La « découverte » d’une Église comme celle-là ne pouvait pas ne pas être partagée. En 2016, grâce à la collaboration entre la Caritas et l’Action Catholique, et, en 2018, avec la collaboration renouvelée de cette dernière, un groupe d’une trentaine de jeunes au total du Diocèse de Milan s’est embarqué pour un itinéraire d’été au Maroc, avec trois grands thèmes : la question des migrations, la question de l’altérité, la question interreligieuse. C’est en reparcourant ces expériences que je sors de la médina de Meknès pour livrer un tableau encore plus riche de l’Église marocaine.
La question des migrations ne pouvait être affrontée (à reculons) qu’en partant de la cosmopolite Tanger et de l’espagnole Ceuta. Pour la plupart des migrants (essentiellement subsahariens), cette zone représente encore le bout du monde : il n’y a peut-être pas les célèbres colonnes d’Hercule, mais les trois murailles de fil de fer barbelé qui séparent l’Europe du Maroc en constituent un bon équivalent.
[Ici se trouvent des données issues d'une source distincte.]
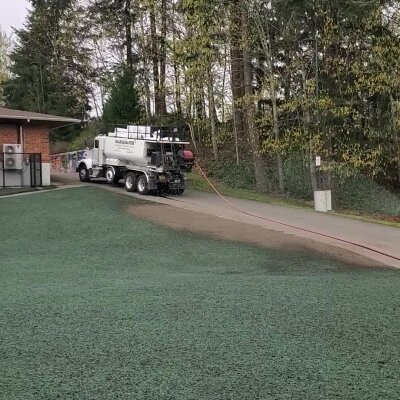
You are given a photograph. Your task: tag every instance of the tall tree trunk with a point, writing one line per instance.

En ce non-lieu, où l’on attend le « bon moment » pour sauter de l’autre côté, l’Église catholique constitue une présence indispensable : à travers les témoignages et l’exemple de la Delegacion de Migrantes, de l’archevêque Santiago Agrelo Martínez et du Centre d’Accueil de la Caritas (TAM), nous avons pu saisir ce que l’on éprouve à se trouver en-deçà du mur; après quoi, grâce à un passeport « privilégié » (pour certains jeunes, flambant neuf – qui donc connaît encore les frontières, en Europe?) – nous avons cherché à comprendre ce que cela signifie, être au-delà du mur, à travers les Petites Sœurs de Jésus de Ceuta et leurs rencontres avec ceux qui ont franchi pour de bon ces barrages de barbelés. Il n’est pas difficile alors de comprendre qu’en ces lieux, l’Histoire ne s’arrête pas devant un portail. Une Église pauvre, une Église migrante, hébergée sur une terre étrangère, silencieuse mais fébrile, complice d’un puissant réseau de solidarité tout au long de la « route migratoire occidentale » (qui fait bien peu de bruit sur les médias), jusqu’à atteindre le Centre d’Accueil de Caritas à Rabat et plus au sud encore, jusqu’au Sahara. Une Église qui, d’un côté, proteste (dans ce que l’on appelle les círculos de silencio) et qui, de l’autre, et malgré les souffrances, chante l’espérance, à travers les chœurs subsahariens qui animent les liturgies dominicales.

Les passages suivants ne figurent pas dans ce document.